Fat Ollie Weeks was a detective in the Eight-Three. Carella did not like working with him. That was only because Ollie was a bigot. Carella did not like bigots. Ollie was a good cop and an excellent bigot. His bigotry entended to everyone and everything. He missed being a misanthrope by a hair. That was because there were some people he actually liked. One of those people was Steve Carella. Since the affection was somewhat less than mutual, Carella tried to avoid wandering into the Eight-Three except out of dire necessity. Carella even avoided calling the Eight-Three unless a hatchet murderer was last seen on the steps leading up to the station house there. His dislike of Fat Ollie bordered on ingratitude; the man had, after all, helped them crack at least two cases in recent memory.

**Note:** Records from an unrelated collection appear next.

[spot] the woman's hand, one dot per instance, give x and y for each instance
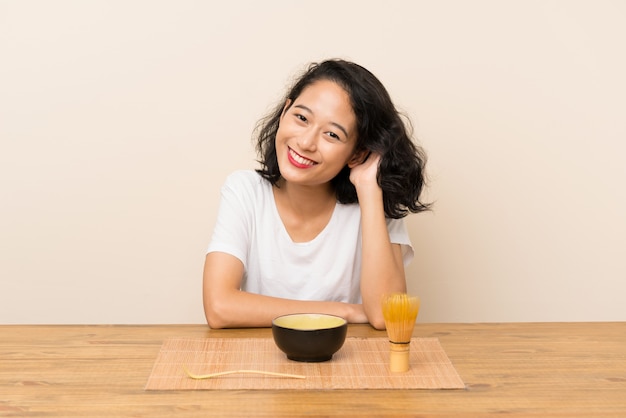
(364, 174)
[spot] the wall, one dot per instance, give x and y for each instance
(120, 119)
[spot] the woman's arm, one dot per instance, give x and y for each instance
(382, 269)
(226, 306)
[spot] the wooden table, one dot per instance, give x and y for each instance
(514, 369)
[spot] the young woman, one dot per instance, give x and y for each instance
(318, 227)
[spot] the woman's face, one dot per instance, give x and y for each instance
(317, 134)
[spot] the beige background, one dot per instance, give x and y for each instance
(119, 121)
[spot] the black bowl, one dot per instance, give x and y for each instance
(309, 337)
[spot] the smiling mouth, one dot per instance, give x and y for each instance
(299, 161)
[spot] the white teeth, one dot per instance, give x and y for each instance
(300, 159)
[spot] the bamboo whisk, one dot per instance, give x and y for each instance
(400, 311)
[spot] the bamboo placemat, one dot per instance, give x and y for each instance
(362, 363)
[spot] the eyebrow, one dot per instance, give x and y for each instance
(335, 124)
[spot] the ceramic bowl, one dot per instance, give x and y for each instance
(309, 337)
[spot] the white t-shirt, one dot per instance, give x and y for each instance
(327, 268)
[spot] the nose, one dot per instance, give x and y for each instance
(308, 140)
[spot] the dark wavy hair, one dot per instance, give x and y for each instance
(380, 129)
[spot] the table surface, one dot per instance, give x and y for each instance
(516, 369)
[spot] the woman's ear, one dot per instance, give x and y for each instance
(358, 157)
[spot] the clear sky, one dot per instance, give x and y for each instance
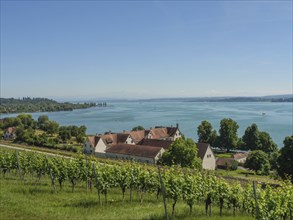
(145, 49)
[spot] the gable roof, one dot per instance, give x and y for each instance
(238, 156)
(202, 149)
(172, 131)
(122, 137)
(137, 136)
(134, 150)
(10, 130)
(224, 161)
(156, 143)
(159, 132)
(91, 140)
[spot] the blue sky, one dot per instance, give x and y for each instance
(129, 49)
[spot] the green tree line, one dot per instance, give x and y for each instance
(44, 132)
(11, 105)
(264, 153)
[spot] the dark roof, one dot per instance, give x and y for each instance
(202, 149)
(156, 143)
(134, 150)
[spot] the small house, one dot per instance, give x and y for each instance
(207, 156)
(139, 153)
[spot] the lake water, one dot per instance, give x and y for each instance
(119, 116)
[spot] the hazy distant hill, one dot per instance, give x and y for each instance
(276, 98)
(11, 105)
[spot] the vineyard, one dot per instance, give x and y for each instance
(139, 181)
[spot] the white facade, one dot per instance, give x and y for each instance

Carella hoped it would not be the Eight-Three. On the telephone he asked Sophie Harris where she’d been living when her son Jimmy was eighteen, and then held his breath in anticipation of her answer. The telephone line crackled and spit. Sophie said she’d lived on Landis and Dinsley. Carella let out his breath and then thanked her more profusely than her simple answer seemed to have warranted. Landis and Dinsley was in the Eight-Five.
They went up there at ten o’clock that Sunday morning. Meyer had a hangover, but he was able to report with some lucidity about what he’d discovered, or rather what he had not discovered, in the Harris apartment yesterday.
“The way I figure it,” he said, “something was buried in that window box, and somebody later dug it up.”
“Jimmy?”
“Maybe. Or maybe the killer. I packed a specimen of the dirt in an evidence—”
“Soil,” Carella said.
“What?”
“It’s soil, not dirt.”
“Yeah — in an evidence bag and sent it over to the lab. This was before I went to Irwin’s wedding, I want you to know. You had me very busy yesterday.”
“Did you check out the back yard?”
“I went down there before I left the building. I didn’t see any signs of digging.”
“How’d the window box look?”
“What do you mean?”
“Was it dumped on the floor like the rest of the stuff in the apartment?”
“The dirt, you mean?”
“Yeah, the soil.”
“No, it was in the box.”
“Well, if the killer went throwing everything all over the place, why was he so neat with the window box?”
“Then maybe it wasn’t the killer,” Meyer said, and shrugged, and then winced. “My head hurts when I shrug,” he said. “I shouldn’t drink. I really shouldn’t drink. I can hold my liquor, I don’t get drunk, but I always have a terrible hangover the next day.”
“What do you drink?” Carella asked.
“Scotch. Why? What does it matter what I drink?”
“Some drinks give you worse hangovers than other drinks. Gin gives you terrible hangovers. So does bourbon. Cognac is the worst.”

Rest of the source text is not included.